IQ tests results for AI
Benchmark validity & overfitting
- Many see this as “just another benchmark to overfit,” predicting vendors will tune specifically to these items for marketing (“170 IQ worker”) rather than genuine capability.
- Some note the presence of an “offline” test set with lower scores, but doubt it’s truly outside training data or leak-free; concerns that the benchmark may be measuring dataset coverage more than reasoning.

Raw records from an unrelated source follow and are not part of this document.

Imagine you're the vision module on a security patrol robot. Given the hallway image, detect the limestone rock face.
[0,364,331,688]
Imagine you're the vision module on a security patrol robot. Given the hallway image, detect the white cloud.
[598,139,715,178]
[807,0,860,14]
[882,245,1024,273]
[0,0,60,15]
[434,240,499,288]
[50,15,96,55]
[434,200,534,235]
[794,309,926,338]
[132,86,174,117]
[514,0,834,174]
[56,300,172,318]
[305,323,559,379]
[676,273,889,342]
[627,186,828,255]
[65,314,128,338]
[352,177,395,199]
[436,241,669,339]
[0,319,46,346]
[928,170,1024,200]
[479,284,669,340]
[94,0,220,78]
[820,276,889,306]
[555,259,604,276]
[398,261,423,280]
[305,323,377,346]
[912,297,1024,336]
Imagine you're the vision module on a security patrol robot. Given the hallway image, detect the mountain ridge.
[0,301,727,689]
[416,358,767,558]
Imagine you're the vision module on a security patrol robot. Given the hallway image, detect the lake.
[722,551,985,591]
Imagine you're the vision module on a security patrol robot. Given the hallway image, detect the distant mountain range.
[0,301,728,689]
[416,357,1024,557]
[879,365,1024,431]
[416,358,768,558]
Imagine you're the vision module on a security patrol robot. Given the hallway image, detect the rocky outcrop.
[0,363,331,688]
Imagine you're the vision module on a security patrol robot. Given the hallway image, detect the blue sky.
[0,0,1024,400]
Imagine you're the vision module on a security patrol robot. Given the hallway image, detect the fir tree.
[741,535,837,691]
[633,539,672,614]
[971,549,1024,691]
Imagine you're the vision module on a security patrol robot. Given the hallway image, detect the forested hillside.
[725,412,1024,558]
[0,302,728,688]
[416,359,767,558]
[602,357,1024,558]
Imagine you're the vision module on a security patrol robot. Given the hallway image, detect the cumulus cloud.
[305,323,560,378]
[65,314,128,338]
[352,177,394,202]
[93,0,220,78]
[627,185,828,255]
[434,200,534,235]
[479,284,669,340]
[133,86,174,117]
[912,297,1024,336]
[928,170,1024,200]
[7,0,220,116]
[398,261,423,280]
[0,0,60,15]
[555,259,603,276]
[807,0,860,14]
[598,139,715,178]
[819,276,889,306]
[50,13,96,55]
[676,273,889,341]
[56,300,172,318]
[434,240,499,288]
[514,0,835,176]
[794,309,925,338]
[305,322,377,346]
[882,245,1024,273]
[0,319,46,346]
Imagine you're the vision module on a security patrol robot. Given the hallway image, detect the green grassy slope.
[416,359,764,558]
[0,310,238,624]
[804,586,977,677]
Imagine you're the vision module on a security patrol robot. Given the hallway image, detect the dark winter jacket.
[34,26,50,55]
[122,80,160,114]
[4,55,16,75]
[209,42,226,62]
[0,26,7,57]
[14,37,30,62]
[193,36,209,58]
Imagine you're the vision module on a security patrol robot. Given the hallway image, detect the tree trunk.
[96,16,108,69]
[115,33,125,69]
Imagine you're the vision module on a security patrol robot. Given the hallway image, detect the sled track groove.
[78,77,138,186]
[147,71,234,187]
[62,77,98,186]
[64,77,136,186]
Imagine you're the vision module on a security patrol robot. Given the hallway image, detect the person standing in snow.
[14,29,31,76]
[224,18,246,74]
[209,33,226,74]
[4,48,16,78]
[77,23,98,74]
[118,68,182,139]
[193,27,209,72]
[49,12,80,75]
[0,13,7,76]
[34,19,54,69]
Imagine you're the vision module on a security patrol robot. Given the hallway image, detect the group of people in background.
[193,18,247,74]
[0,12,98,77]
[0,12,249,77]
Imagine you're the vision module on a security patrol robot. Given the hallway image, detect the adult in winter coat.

- Several argue that a single pass per question is insufficient: LLMs may get items right for the wrong pattern; to be meaningful, you’d need repeated sampling and analysis of reasoning traces.
IQ vs AI: category errors and timing
- Strong pushback on assigning human-style IQ scores to LLMs, since:
- Human IQ is normed, age-adjusted, and heavily time-limited; models are given unlimited parallel time.
- IQ in humans is about variation under constraints; a machine with near-infinite memory and speed breaks core assumptions.
- Some argue this mainly shows that with enough compute a model can brute-force short, low-context puzzles—closer to spellchecking or chess memorization than general intelligence.
- Others say it’s still useful as a relative AI–vs–AI benchmark, but misleading when mapped to human percentiles.
What IQ actually measures (for humans)
- One long subthread explains g (general factor derived from the “positive manifold”) and notes IQ’s stability, predictive power for education/work, and cross-test consistency.
- A very large debate erupts over genetics vs environment:
- One side cites heritability estimates, twin/adoption studies, and “g as largely genetic”.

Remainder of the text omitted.